Ensure that you do not get any NDR’s and check the recipient mailboxes to ensure delivery. Note that you are possibly likely to need to update your SPF record for the sending domain to additionally include the following:

  • include:spf.protection.outlook.com
  • ipv4:w.x.y.z (where w.x.y.z is the external IP address(es) of your on-premises Exchange transport servers)

Updating the connector

Once your mail flow tests work, and you can check the route by pasting the received message headers into http://exrca.com you should see that email routes into your Office 365 tenant, then leave EOP (the word “outbound” will be in one of the FQDNs – this server is on the external edge of EOP), then routed inbound to your email provider (or back into your recipient tenant).

Once mail flow works, you can either add more recipient domains to increase the scope of the test – for example add a domain that you email occasionally, such as the partner helping you with this work and a few other domains. Once all your testing is ready change this connector to have * as the address space and not list specific domains.

As your other connector for * is still up and running you will find that 50% of your email will use the new connector and 50% the old.

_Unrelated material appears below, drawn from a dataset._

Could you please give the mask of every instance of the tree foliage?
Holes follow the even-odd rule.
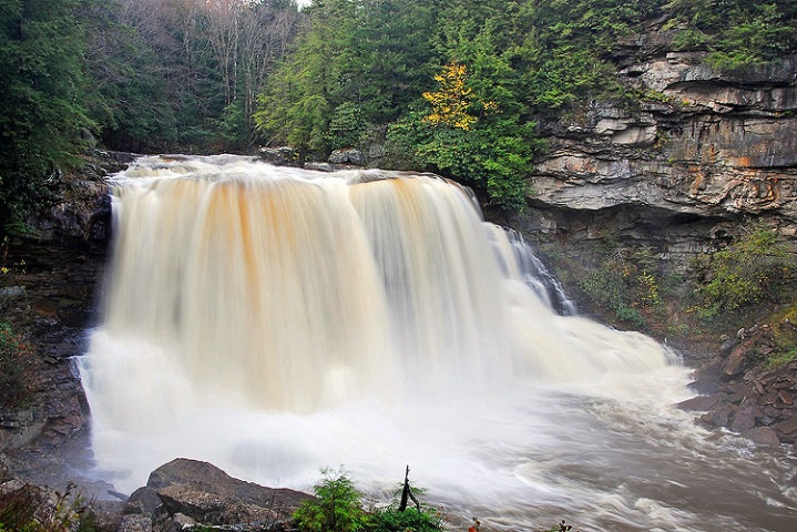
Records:
[[[793,0],[6,0],[0,223],[23,228],[92,131],[109,149],[305,156],[388,139],[522,208],[535,121],[635,99],[612,52],[650,28],[716,69],[797,49]]]
[[[57,167],[91,127],[84,94],[84,34],[78,0],[0,4],[0,224],[24,231],[31,211],[51,200]]]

Then you can disable the old connector to go 100% email outbound through EOP (you need an EOP licence per sender to do this, or if you have an Exchange Online licence for each user you are already covered).

Finally when you have been routing on-premises email through EOP for a few weeks with the old connector disabled, you can delete the old connector and tidy up the configuration rather than leaving disabled connectors around.